8 septembre 2019

Across 110th Street

Dès les premières secondes, on est dans le bain ! Nous suivons une petite bande de truands parcourant les rues délaissés des quartiers noirs de New York dans une vieille bagnole amochée. Tout cela sur le rythme entraînant de la superbe chanson-titre de Bobby Womack, dont la notoriété a depuis dépassé celle du film puisqu'elle figure également sur la bande originale du Jackie Brown de Quentin Tarantino. La réalisation de Barry Shear est nerveuse, sèche, énergique et a le don de nous scotcher d'entrée de jeu. Déguisés en policiers, trois jeunes voleurs dérobent une somme astronomique à la Mafia, laissant derrière eux de nombreux cadavres, dont quelques flics. Une course contre la montre s'engage alors entre la Mafia et les forces de l'ordre, chaque partie étant tout ce qu'il a de plus déterminée à mettre le grappin sur les trois cambrioleurs. William Pope (Yaphet Kotto), jeune lieutenant noir de la police new-yorkaise, est engagé sur l'affaire. Il est amené à travailler avec le capitaine Mattelli (Anthony Quinn), un vieux flic chevronné un brin raciste et aux méthodes assez douteuses...




Across 110th Street, souvent considéré comme l'un des meilleurs films de la blaxploitation des années 70, dépasse allègrement la mouvance dans laquelle il s'inscrit.

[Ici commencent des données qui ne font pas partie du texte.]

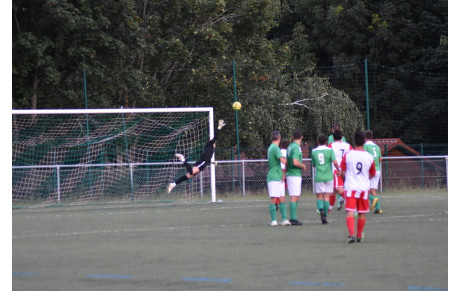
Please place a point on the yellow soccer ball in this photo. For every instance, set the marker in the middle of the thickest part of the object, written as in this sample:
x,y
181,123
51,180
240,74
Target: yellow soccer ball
x,y
236,105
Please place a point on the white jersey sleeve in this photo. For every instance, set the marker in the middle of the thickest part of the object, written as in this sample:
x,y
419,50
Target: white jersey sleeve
x,y
284,154
340,149
358,166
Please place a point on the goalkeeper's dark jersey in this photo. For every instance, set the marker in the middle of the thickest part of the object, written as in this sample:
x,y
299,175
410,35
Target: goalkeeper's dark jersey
x,y
208,152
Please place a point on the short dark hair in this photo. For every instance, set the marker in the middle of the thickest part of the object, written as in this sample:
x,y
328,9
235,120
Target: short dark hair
x,y
336,126
337,134
359,138
284,144
322,139
275,135
297,134
368,134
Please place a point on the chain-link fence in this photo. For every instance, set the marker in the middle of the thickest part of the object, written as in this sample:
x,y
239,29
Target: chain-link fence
x,y
248,177
134,182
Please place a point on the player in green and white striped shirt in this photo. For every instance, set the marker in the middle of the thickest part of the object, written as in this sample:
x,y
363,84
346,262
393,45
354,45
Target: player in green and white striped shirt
x,y
374,150
322,159
275,183
294,174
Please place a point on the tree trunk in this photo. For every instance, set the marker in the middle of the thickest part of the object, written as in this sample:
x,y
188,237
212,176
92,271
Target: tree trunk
x,y
35,88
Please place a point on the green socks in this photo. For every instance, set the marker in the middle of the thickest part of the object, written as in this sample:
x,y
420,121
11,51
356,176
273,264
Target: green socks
x,y
283,210
293,208
326,207
273,211
319,204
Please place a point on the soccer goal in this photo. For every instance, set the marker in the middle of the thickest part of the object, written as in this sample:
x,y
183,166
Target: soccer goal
x,y
80,156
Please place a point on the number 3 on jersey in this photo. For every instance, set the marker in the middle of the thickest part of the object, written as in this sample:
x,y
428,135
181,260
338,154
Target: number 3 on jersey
x,y
359,167
321,158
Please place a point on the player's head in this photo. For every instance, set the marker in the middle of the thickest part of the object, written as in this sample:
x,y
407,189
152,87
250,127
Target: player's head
x,y
335,127
284,144
359,138
275,136
297,134
368,134
321,139
337,134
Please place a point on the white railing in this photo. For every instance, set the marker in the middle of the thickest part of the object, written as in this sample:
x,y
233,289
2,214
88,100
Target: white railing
x,y
238,177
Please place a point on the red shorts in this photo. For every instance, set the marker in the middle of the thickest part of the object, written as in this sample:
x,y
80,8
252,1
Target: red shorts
x,y
355,200
338,180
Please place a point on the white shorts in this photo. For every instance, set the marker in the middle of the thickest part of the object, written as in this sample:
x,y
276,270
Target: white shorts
x,y
324,187
375,180
276,189
294,185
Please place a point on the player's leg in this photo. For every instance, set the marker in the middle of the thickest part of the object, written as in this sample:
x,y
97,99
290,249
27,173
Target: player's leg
x,y
274,194
294,185
283,206
363,208
373,197
319,187
350,207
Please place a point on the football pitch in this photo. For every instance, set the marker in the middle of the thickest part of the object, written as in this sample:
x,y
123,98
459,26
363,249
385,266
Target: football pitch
x,y
230,246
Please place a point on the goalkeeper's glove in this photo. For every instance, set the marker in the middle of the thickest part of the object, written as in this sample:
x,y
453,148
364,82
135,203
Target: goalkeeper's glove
x,y
221,124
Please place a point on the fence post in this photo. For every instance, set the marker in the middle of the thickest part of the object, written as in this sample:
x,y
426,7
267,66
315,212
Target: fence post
x,y
201,184
447,173
366,83
244,181
58,178
422,166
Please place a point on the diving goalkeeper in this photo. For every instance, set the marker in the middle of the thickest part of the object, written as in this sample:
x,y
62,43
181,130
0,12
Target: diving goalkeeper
x,y
201,164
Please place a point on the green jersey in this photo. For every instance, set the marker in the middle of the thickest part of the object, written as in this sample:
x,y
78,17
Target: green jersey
x,y
374,150
274,168
294,152
322,158
330,139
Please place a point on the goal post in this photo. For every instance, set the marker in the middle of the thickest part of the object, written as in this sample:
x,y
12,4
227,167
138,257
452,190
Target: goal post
x,y
84,155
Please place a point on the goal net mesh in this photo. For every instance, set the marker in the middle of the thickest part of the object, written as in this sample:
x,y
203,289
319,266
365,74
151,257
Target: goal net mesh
x,y
59,158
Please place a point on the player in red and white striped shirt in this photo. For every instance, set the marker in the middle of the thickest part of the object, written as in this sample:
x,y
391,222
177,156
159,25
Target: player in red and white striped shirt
x,y
357,168
340,148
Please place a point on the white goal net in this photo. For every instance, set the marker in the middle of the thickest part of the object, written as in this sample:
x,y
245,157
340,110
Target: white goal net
x,y
81,156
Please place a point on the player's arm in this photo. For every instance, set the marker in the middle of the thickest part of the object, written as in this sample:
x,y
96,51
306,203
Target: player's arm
x,y
343,166
336,165
299,164
372,170
283,160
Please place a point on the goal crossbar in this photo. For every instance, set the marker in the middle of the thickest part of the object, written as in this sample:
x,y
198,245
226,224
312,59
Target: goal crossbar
x,y
122,111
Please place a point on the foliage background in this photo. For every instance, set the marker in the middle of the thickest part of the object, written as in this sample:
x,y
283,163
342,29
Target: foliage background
x,y
175,53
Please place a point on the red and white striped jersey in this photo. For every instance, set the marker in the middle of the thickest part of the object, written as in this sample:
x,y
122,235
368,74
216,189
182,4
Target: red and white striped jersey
x,y
340,149
358,166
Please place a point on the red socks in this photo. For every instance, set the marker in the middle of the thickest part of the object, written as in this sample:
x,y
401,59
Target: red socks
x,y
332,200
361,223
351,225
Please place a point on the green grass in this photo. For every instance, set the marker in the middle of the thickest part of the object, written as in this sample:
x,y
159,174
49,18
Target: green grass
x,y
191,245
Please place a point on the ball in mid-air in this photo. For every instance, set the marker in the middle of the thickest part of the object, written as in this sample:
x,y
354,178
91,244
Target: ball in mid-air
x,y
236,105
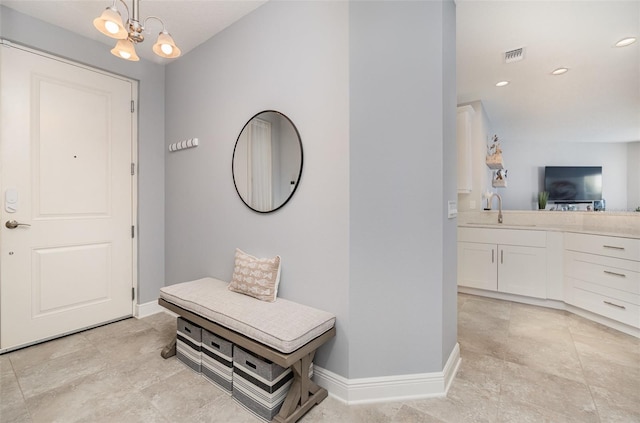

Barry Shear, dont nous constatons avec stupeur qu'il s'est consacré à travailler pour le petit écran et qu'il n'a visiblement rien signé de marquant par la suite, nous livre un polar racé, d'une efficacité redoutable, qui n'a même pas pris une ride. Le rythme est parfaitement calculé, tout s'enchaîne superbement. Nous prenons un malin plaisir à voir le scénario se dérouler de manière implacable sous nos yeux, nous proposant un défilé de tronches réjouissant (les acteurs sont parfaits) et faisant fi d'un budget que l'on imagine très réduit. Il y a même quelque chose de très actuel dans cette façon, si directe et limpide, de filmer une histoire aussi simple, dont nous comprenons parfaitement les enjeux, tout en nous montrant sans détour la réalité des quartiers pauvres de New York. La conclusion, une course-poursuite sur les toits de Harlem, est terriblement haletante. Et la dernière image, particulièrement cruelle, laisse même une impression durable. En bref, un film réussi de bout en bout, qui gagne à être redécouvert !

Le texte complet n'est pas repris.